For production use cases, create an entities collection to process multiple videos consistently:

// Create a collection for product reviews
const collection = await client.collections.createCollection({
  name: "Product Reviews",
  collection_type: "entities",
  description: "Product review videos with structured data extraction",
  extract_config: {
    schema: {
      products: [
        {
          name: "string",
          price: "string",
          rating: "string"
        }
      ]
    }
  }
});

// Add a video to the collection
const fileInfo = await client.collections.addVideo(collection.id, fileId);

// Get the extracted entities
const entities = await client.collections.getEntities(collection.id, fileId);
console.log(entities);

Best Practices

  1. Focus on Observable Attributes: Design your schema around information that can be:

    • Visually seen in the video
    • Read from on-screen text
    • Heard in speech or narration
    • Understood from actions and events

    Avoid requesting:

    • Technical metadata (e.g., bitrate, duration)
    • Highly subjective interpretations
    • Information that requires external context
  2. Be Specific: Only extract the information you actually need. More fields aren’t always better.

  3. Use Prompts Effectively: Combine schemas with prompts to guide the extraction:

    {
      schema: productSchema,
      prompt: "Focus on extracting exact prices in USD and ratings out of 5 stars that are explicitly shown or mentioned"
    }
    
  4. Test Diverse Content: Use the Extract Playground to test your schema against different types of videos.

  5. Start Simple: Begin with a minimal schema and expand based on needs.

  6. Consider Segments: Decide if you need information at the video level, segment level, or both.

  7. Structure Based on Occurrence: Choose the right structure based on how entities appear in scenes:

    • Use lists ([]) for entities that can appear multiple times in a scene:
      {
        "vehicles": [
          {
            "type": "string",
            "color": "string"
          }
        ],
        "people": [
          {
            "clothing": "string",
            "action": "string"
          }
        ]
      }
      
    • Use single objects ({}) for attributes that typically appear once per scene:
      {
        "scene_lighting": {
          "brightness": "string",
          "type": "string"
        },
        "weather": {
          "condition": "string",
          "time_of_day": "string"
        }
      }
      
  8. Use Collections: For production systems, use collections to ensure consistent extraction across multiple videos.

Try it out

Check out our Extract Endpoint to get started with entity extraction. Get started on our platform.

YouTube

At the moment, if you want to extract entities from a YouTube video directly, we only support extracting from speech content. For full multimodal entity extraction, download the video and upload it to Cloudglue.
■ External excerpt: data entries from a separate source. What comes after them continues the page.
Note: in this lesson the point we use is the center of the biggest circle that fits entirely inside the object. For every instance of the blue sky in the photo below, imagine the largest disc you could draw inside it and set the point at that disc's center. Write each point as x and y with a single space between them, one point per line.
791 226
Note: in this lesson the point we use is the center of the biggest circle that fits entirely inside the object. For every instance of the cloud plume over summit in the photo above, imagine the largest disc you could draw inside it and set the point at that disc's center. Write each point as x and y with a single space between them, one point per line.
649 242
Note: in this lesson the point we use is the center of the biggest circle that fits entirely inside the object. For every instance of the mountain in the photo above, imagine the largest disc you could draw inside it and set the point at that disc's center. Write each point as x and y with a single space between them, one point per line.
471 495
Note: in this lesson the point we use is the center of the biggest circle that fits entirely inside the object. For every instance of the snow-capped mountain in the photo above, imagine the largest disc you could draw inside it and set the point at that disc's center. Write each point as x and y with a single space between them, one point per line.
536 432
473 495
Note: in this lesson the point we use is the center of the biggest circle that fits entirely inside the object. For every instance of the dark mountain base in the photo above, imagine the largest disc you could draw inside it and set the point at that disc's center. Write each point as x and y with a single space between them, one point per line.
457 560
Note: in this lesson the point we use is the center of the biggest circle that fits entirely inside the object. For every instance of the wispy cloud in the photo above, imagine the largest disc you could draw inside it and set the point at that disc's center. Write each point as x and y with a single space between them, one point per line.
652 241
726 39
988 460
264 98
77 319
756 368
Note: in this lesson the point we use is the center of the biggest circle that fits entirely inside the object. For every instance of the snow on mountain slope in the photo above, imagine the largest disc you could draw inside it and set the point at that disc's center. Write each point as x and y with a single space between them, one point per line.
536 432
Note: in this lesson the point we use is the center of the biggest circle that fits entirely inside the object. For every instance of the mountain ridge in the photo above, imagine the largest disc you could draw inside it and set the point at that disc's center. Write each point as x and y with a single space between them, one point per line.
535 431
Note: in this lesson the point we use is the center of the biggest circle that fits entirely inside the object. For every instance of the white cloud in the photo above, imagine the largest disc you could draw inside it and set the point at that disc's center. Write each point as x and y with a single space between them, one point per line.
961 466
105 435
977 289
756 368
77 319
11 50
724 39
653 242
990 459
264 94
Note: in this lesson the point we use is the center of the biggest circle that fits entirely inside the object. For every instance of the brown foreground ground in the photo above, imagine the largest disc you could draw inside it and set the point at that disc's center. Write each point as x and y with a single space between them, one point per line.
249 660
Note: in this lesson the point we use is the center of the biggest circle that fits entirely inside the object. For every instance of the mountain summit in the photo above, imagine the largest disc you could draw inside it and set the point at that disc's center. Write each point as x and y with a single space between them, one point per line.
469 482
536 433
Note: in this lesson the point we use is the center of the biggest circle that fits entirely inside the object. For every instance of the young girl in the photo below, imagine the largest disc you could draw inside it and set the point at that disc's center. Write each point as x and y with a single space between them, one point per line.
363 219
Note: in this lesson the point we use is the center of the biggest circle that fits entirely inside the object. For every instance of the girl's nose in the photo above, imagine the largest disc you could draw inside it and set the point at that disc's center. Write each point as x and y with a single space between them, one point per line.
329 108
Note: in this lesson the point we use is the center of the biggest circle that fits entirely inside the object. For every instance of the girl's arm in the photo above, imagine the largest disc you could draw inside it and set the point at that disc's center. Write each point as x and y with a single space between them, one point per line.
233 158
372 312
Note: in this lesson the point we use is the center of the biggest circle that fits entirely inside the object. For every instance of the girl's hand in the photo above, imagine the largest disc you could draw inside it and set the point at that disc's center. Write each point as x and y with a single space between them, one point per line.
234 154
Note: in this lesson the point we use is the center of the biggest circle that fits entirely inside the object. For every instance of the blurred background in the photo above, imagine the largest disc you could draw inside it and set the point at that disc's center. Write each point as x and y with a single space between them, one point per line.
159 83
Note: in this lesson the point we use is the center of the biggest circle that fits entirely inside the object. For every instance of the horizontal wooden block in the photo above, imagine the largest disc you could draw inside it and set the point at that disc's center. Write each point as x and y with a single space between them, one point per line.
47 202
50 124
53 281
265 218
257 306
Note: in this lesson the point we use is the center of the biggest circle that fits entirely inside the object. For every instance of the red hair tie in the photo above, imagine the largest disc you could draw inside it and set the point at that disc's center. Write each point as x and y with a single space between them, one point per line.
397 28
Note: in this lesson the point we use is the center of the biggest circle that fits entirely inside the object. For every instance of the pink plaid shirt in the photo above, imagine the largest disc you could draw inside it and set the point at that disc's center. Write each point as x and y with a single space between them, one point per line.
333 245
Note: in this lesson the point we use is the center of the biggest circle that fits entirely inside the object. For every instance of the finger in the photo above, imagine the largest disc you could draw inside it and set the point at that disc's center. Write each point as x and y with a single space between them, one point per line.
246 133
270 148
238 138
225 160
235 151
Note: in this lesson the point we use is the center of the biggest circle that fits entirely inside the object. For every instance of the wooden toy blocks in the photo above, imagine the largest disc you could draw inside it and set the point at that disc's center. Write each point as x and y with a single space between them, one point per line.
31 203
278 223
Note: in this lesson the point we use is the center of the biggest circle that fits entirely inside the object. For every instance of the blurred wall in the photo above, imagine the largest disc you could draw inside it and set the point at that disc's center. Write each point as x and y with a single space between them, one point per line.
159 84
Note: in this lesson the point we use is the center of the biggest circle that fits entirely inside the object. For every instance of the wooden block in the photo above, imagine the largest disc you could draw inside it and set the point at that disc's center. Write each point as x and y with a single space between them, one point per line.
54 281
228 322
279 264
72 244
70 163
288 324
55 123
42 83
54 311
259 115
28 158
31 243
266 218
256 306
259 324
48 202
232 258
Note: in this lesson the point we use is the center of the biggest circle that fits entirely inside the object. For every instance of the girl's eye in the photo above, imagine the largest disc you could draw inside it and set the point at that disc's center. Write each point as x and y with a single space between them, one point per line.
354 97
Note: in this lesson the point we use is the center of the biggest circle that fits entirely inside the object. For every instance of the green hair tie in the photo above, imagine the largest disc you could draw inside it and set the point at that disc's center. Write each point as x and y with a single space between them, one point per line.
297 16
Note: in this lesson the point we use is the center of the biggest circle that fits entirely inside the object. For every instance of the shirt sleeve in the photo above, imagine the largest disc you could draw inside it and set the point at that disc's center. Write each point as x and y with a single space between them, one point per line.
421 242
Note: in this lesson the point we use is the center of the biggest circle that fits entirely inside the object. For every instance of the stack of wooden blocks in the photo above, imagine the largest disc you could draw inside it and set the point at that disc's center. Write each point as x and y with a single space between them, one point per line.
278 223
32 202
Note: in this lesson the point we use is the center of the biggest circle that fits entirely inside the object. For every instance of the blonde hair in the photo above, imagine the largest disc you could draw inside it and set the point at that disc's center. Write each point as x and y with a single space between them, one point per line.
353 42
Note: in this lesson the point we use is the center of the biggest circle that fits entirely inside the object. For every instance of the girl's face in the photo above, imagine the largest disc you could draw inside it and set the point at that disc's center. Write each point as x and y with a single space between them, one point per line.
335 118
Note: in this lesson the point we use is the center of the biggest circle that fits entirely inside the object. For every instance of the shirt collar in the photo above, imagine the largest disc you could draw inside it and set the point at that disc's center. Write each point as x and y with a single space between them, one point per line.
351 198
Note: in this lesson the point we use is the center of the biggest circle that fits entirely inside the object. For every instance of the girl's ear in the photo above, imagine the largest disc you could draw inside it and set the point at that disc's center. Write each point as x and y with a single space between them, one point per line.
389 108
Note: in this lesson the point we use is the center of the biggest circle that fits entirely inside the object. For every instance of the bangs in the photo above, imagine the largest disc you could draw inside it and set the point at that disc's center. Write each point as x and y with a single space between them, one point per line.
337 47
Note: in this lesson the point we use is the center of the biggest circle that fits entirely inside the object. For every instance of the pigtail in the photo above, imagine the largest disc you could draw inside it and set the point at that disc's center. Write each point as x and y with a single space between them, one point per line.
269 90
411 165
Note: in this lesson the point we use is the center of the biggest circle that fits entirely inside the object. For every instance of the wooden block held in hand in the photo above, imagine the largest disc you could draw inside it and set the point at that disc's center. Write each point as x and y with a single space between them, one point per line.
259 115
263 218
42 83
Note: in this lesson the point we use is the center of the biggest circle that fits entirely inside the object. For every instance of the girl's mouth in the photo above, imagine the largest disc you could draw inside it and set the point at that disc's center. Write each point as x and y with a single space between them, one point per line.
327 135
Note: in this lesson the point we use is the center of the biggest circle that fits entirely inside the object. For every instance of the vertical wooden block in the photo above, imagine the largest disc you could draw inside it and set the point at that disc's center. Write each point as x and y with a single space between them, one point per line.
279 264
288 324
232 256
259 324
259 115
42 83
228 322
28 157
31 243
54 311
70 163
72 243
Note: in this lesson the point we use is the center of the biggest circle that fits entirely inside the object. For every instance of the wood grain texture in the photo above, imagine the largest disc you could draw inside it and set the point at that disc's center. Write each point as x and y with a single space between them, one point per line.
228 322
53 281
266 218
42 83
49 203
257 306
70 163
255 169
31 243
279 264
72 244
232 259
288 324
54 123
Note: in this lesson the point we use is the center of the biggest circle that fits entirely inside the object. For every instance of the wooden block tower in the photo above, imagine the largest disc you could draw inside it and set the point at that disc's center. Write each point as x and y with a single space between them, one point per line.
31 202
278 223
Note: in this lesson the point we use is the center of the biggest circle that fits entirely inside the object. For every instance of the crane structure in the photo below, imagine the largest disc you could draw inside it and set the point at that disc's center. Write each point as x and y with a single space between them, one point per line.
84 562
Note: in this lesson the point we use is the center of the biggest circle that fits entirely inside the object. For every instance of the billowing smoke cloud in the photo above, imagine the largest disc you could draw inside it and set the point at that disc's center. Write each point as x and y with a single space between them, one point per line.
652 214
// Extract entities from YouTube video speech
const result = await client.extract.createExtract(
  'https://www.youtube.com/watch?v=VIDEO_ID',
  {
    schema: mySchema,
    prompt: "Extract key information from the speaker's content",
  },
);

When working with YouTube videos, consider adjusting your schema and prompt to focus on audio-centric information. Visual elements like camera_shots, backdrop, or on-screen symbols won’t be available through direct YouTube processing. For applications requiring comprehensive visual analysis, we recommend downloading the video first and using our Files API for complete multimodal understanding.